Hindsight may show clearly our actions, but out motivations are never quite easy to see. When asked, “Why Blackberries.” I am afraid with all the benefits of distance from the act, I can still do little better than tell the story.
In 2008 as the market roiled and the world’s attention was riveted by greed so puissant as to harm entire nations and indeed the whole world, I returned to Kansas after 6 years in South Carolina. I cried on my parents’ doorstep that spring day, knowing both that I was home and could not again leave, and that I had left friends made during those cherished years of college and early professional life who were as dear to me as brothers. After a good cry and a few weeks of settling in, I got busy being home.
I was at that time mostly interested in where water goes after you push that little lever on the tank of our white porcelain toilet, and questions like why we Kansans build our homes from trees in Canada instead of the dirt all around us.
Freshly done with college and on the back end of two years teaching classical literature and reading a bit too much, I was determined to see the ideals of John Ruskin’s Society of Saint George put into practice here in my home. The plot was to come up with a scheme of architecture and mechanical systems which used distinctive local materials like earth blocks, hedge wood and black walnut, combined with mechanical systems like composting toilets that were simpler, more cost effective, and more ecological than technological. This effort took me to many odd places including one of the oddest experiences of my life in Fairfield Iowa where I found myself surrounded by spiritual acolytes of the earth who followed the teachings of the Beatles old spiritual advisor Maharishi.
That effort proved ill founded on the overzealous energies of youth, but it was the birth of Elderslie Woodworks, and there is a very stout built cottage near Elderslie which I dare say bears the charm and whimsy of the idealism that I was in the midst of.

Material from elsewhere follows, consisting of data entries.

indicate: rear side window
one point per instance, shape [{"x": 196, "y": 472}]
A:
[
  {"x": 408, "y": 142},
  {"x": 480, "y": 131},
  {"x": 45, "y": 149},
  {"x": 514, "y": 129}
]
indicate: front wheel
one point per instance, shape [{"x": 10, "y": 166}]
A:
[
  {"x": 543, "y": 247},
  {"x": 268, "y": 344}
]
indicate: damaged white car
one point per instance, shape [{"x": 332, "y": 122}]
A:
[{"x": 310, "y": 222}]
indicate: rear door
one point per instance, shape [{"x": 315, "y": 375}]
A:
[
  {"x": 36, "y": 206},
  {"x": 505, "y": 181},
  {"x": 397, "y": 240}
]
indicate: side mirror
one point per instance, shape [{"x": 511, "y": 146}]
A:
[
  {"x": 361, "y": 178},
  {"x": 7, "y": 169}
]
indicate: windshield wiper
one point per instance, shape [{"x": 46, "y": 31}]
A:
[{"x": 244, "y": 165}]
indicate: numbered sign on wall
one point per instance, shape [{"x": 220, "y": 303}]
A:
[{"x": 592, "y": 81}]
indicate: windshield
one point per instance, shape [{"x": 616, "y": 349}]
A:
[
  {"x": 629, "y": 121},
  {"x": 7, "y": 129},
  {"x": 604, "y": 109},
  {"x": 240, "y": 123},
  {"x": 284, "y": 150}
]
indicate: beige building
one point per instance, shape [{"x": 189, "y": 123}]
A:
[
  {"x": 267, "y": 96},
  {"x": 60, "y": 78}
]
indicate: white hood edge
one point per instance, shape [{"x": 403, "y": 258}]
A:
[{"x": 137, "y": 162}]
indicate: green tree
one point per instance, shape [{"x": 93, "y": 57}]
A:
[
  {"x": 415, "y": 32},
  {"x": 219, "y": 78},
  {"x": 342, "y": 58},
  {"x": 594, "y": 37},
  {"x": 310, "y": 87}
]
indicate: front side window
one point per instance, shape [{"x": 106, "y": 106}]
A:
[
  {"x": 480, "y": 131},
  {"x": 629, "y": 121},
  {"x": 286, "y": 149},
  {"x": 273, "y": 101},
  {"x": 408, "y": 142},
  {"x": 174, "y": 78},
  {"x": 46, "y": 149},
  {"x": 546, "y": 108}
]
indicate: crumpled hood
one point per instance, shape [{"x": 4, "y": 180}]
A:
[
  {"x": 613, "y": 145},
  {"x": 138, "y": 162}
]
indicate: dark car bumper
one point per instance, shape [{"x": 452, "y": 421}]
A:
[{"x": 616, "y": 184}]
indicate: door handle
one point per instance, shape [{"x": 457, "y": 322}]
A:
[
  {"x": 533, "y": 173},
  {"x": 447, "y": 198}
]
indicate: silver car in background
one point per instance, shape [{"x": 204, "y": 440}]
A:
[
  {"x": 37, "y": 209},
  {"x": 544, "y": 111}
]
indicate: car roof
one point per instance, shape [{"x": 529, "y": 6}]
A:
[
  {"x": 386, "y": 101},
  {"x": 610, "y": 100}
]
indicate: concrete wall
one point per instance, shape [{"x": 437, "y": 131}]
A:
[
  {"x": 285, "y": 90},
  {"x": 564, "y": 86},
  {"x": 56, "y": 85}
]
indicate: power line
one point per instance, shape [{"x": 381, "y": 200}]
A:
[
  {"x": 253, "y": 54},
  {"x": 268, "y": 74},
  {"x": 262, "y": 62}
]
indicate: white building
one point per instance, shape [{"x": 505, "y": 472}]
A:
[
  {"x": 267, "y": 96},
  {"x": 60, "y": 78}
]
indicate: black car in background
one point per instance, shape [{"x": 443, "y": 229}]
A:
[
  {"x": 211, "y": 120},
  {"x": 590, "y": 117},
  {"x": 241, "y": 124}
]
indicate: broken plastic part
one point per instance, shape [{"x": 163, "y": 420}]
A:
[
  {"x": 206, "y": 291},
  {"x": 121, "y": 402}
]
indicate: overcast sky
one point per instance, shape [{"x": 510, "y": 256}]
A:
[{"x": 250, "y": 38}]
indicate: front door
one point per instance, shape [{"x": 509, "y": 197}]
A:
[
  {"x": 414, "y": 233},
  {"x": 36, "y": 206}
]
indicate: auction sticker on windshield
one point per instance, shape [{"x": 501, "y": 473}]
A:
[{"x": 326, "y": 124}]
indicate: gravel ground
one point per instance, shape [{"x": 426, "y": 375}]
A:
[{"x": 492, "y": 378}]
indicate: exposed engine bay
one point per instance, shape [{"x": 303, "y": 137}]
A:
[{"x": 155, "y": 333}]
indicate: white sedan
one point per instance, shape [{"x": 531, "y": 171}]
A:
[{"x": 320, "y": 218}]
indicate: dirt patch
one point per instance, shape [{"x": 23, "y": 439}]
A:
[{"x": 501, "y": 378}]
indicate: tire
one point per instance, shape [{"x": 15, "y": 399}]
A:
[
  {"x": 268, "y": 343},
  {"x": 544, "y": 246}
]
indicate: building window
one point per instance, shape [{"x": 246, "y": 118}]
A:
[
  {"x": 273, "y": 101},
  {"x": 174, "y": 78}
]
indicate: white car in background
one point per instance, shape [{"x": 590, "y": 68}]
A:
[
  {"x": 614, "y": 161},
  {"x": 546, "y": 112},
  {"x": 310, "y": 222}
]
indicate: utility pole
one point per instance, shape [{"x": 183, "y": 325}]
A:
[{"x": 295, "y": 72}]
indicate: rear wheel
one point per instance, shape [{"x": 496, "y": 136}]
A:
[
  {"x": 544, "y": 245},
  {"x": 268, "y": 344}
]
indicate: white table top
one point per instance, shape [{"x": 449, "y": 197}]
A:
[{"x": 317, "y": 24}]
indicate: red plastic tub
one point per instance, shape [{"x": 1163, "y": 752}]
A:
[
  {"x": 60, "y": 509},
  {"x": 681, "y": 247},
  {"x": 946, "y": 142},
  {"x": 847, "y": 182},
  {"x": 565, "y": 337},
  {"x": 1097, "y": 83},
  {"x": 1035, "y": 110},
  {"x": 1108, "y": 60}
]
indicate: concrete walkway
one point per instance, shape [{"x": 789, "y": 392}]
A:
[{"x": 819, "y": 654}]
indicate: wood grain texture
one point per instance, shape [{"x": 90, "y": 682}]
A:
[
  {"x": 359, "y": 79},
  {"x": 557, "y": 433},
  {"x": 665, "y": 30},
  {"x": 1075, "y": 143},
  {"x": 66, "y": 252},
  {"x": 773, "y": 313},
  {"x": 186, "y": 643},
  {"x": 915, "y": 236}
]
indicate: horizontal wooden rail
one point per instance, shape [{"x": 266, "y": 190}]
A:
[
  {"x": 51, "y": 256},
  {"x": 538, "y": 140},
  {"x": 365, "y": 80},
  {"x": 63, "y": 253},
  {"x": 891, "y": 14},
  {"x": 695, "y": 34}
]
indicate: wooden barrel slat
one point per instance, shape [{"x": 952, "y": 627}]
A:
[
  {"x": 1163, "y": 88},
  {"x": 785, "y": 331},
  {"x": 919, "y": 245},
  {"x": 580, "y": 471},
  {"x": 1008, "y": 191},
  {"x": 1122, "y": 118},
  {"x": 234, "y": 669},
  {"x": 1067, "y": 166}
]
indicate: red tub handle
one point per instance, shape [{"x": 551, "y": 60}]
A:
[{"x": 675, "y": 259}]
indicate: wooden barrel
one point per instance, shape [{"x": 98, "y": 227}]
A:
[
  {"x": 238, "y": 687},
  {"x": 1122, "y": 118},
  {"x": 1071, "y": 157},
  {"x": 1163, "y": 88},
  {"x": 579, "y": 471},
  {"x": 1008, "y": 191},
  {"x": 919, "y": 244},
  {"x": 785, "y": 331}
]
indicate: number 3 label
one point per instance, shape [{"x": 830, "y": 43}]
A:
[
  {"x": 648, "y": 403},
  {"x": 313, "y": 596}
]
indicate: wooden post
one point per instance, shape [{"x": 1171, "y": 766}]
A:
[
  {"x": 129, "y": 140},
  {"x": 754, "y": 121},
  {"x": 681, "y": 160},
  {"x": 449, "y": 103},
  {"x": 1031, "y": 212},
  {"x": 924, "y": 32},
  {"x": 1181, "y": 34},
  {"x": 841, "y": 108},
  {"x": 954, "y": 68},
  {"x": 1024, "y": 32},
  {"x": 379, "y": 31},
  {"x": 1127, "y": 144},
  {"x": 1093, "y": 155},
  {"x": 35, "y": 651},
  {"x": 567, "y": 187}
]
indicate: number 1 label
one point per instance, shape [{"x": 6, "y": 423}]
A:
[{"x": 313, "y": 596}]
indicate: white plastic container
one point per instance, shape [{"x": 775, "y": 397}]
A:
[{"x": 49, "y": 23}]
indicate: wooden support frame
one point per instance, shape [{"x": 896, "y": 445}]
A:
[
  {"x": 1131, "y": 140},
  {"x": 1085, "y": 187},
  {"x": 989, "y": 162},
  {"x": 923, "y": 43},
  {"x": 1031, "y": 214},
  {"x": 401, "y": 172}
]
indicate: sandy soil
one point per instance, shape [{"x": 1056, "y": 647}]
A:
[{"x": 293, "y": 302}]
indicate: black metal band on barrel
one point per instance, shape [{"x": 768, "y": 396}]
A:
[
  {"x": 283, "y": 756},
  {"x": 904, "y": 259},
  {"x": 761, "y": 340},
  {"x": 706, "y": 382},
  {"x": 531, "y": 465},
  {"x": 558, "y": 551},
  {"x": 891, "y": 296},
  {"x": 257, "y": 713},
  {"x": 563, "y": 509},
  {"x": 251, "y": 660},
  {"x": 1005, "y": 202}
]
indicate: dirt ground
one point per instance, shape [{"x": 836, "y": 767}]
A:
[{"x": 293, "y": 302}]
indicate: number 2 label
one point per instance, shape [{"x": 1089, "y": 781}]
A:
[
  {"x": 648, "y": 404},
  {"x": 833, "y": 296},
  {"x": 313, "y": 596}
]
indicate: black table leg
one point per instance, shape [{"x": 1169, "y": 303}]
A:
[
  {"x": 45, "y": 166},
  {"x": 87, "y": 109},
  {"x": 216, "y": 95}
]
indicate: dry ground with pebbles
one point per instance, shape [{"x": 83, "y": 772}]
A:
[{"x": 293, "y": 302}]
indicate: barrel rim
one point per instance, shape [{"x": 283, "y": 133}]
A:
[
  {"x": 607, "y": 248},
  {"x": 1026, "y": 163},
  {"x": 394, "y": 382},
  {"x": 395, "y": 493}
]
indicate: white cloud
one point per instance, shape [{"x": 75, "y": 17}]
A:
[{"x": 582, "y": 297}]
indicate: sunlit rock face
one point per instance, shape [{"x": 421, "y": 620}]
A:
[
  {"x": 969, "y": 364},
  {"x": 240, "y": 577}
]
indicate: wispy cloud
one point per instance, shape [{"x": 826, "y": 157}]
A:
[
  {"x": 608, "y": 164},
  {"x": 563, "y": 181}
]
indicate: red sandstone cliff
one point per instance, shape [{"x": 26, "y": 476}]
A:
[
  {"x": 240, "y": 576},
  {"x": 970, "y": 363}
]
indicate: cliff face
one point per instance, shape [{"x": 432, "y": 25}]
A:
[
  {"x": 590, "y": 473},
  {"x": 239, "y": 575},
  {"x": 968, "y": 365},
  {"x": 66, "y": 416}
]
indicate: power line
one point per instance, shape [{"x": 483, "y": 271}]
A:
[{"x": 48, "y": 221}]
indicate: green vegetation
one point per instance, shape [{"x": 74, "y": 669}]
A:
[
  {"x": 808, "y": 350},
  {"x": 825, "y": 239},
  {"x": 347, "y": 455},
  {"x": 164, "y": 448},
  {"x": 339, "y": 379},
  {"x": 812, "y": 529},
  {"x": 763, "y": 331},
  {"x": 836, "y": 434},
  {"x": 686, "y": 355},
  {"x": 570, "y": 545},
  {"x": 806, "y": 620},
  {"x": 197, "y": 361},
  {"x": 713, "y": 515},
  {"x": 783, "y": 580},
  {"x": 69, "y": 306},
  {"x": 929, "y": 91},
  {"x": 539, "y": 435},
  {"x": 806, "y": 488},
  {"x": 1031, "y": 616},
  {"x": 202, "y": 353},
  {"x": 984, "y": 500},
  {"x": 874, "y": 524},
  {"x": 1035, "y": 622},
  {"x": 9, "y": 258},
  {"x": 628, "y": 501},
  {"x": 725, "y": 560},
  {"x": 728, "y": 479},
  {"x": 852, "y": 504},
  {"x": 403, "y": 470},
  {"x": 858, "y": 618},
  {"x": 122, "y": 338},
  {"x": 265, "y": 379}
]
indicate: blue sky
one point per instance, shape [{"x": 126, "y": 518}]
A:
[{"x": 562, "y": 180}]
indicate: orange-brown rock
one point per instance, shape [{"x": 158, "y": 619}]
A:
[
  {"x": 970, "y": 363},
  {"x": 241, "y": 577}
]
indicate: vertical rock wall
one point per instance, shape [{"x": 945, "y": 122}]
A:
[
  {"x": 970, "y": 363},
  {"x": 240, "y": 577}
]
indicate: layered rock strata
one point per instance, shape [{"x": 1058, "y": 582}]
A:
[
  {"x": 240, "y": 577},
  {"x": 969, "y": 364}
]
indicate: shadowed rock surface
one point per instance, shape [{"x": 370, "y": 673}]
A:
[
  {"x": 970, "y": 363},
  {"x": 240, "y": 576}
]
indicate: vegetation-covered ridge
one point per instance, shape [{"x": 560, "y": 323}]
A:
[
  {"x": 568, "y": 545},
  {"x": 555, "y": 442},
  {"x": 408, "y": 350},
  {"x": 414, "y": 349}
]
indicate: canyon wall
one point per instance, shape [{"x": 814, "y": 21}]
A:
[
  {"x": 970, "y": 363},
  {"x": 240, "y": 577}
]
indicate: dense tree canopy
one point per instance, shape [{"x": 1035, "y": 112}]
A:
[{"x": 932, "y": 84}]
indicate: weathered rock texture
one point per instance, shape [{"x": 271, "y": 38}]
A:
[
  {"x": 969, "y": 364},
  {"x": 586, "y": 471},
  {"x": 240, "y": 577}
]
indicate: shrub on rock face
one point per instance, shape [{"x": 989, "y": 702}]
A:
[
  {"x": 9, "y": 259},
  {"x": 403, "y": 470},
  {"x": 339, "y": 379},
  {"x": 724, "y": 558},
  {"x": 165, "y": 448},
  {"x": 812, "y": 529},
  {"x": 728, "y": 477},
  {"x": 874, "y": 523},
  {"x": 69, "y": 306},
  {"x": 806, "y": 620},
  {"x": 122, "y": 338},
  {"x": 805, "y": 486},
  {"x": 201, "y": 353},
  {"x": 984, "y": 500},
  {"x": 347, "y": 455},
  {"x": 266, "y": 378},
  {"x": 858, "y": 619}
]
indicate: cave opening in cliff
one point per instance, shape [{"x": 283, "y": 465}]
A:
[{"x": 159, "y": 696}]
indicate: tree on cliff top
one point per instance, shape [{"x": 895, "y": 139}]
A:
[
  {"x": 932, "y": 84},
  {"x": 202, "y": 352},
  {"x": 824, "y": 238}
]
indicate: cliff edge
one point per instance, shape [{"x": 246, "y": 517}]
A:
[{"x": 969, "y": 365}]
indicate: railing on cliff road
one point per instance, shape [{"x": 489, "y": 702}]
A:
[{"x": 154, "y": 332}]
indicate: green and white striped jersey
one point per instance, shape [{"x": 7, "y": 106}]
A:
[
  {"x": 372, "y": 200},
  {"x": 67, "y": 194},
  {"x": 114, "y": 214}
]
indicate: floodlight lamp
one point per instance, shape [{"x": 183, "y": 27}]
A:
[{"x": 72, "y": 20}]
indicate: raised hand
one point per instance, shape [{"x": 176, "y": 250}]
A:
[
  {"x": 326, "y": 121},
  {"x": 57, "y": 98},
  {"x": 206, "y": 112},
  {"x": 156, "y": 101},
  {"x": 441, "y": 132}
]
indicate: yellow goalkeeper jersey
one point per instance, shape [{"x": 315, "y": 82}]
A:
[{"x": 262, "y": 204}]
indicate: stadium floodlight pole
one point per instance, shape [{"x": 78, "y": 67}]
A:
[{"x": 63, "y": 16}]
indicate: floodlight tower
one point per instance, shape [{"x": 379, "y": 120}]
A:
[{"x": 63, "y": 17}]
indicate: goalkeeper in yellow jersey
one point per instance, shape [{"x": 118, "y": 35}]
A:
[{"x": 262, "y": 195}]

In 2009 while I was no longer bothering Sedgwick County Wastewater Officials with questions about permitting composting toilets, I was still thinking about how to make a life and a living right here near my home. I was still determined to see my community made more unique, more beautiful, and more vital. In the company of my sister and brother I began traveling to places like Reece Fruit Farms outside Topeka, and Cain City Orchard near Great Bend, and Regiers’ Orchard in Whitewater. Everyone had apple trees, some people had peach trees, most had a smattering of other small fruits that they were interested in but did not do too much with. But multiple times I heard the comment “oh when those blackberries go you cannot stop people from getting into them.” But they were talking about plantings of a single row, or maybe a hundred bushes. I put the question to Rex Reese (owner of the oldest fruit farm in KS.) “what about planting an acre of Blackberries?” Rex is a philosophical person who thinks about his words for a minute before saying anything, which he did, then he responded in a slow sentence: “that would be A LOT of blackberries.”
In 2010 we planted roughly 1 acre of blackberries at Elderslie. 1,000 bushes in 8 varieties strung out along the hillside overlooking the Chisholm Creek and Bramble culture became the focus of my life for many years.
If I had to answer why I guess I would say I wanted to see that moment when people got so excited by nature and the harvest that they threw their schedule out the window and could not stay out of the berry rows. I wanted to prove something about my home ground, that it was worth that kind of excitement. I wanted to fulfill something of Wordsworth’s reminders to us that nature is exciting and life-giving if only we will use our leisure, our best days, and highest moments to soak in her bounty and share in her joys. Looking back now, I guess I might say blackberries came about because composting toilets never worked, but hindsight is 20/20.